On the expiration of his term of office in 1856, Kinney moved from Turin to Florence, where he devoted much of his time to researching the Medici family with a view to producing a historical work, but he did not live to accomplish it.

==Personal life==
Kinney married twice:
- On September 16, 1820, he married Mary Chandler. She died in 1841 at the age of 38. They had two children:
  - Thomas Talmadge Kinney
  - William Burnett Kinney, Jr.
- In 1841, he married Elizabeth Clementine Stedman, the author. They had two children:
  - Elizabeth Clementine Kinney who married William Ingraham Kip Jr. (1840-1902), the rector of Good Samaritan Missions in San Francisco and the son of Episcopal bishop and missionary to California, William Ingraham Kip.
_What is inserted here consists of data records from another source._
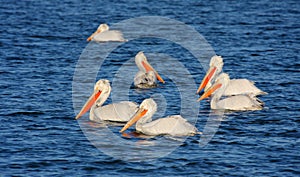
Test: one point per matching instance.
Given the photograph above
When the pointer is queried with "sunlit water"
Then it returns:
(41, 43)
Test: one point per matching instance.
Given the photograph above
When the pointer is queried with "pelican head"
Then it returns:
(144, 66)
(218, 87)
(101, 28)
(101, 92)
(215, 67)
(146, 110)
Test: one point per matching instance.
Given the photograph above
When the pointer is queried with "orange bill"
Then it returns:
(210, 91)
(91, 36)
(148, 68)
(207, 78)
(136, 117)
(89, 103)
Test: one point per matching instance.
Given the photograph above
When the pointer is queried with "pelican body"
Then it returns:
(235, 103)
(103, 34)
(116, 112)
(235, 86)
(172, 125)
(147, 76)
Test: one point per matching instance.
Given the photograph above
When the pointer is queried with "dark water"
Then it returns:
(40, 46)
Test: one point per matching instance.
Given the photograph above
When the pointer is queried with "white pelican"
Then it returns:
(147, 76)
(235, 86)
(235, 103)
(103, 34)
(118, 112)
(172, 125)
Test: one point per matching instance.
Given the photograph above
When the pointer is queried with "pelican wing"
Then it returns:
(240, 103)
(242, 86)
(110, 35)
(118, 112)
(172, 125)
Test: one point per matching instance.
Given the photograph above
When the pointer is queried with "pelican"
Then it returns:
(117, 112)
(147, 76)
(235, 86)
(103, 34)
(172, 125)
(234, 103)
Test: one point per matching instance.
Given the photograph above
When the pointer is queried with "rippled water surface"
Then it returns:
(41, 43)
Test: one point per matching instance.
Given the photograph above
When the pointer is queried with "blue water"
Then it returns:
(41, 43)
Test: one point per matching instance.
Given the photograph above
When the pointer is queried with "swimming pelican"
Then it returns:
(172, 125)
(235, 86)
(103, 34)
(235, 103)
(147, 76)
(117, 112)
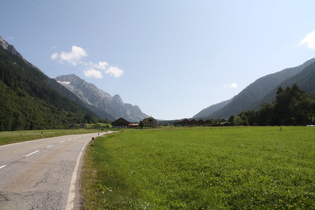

They had four children, three of whom survived to adulthood: Elizabeth Clementine Kip (married Guy L. Eddie of the U.S. Army); Lawrence Kip; and Mary Burnet Kip (married to Dr. Ernest Franklin Robertson of Kansas City, KS).
  - Mary Burnet Kinney.

He was a personal friend of Henry Clay. His great-great-grandsons are businesspeople Frederick R. Koch, Charles Koch, David Koch, and Bill Koch.

== Later life ==
Kinney lived in Florence until 1864 and returned to Morristown to live in retirement. He died on October 21, 1880, in New York City.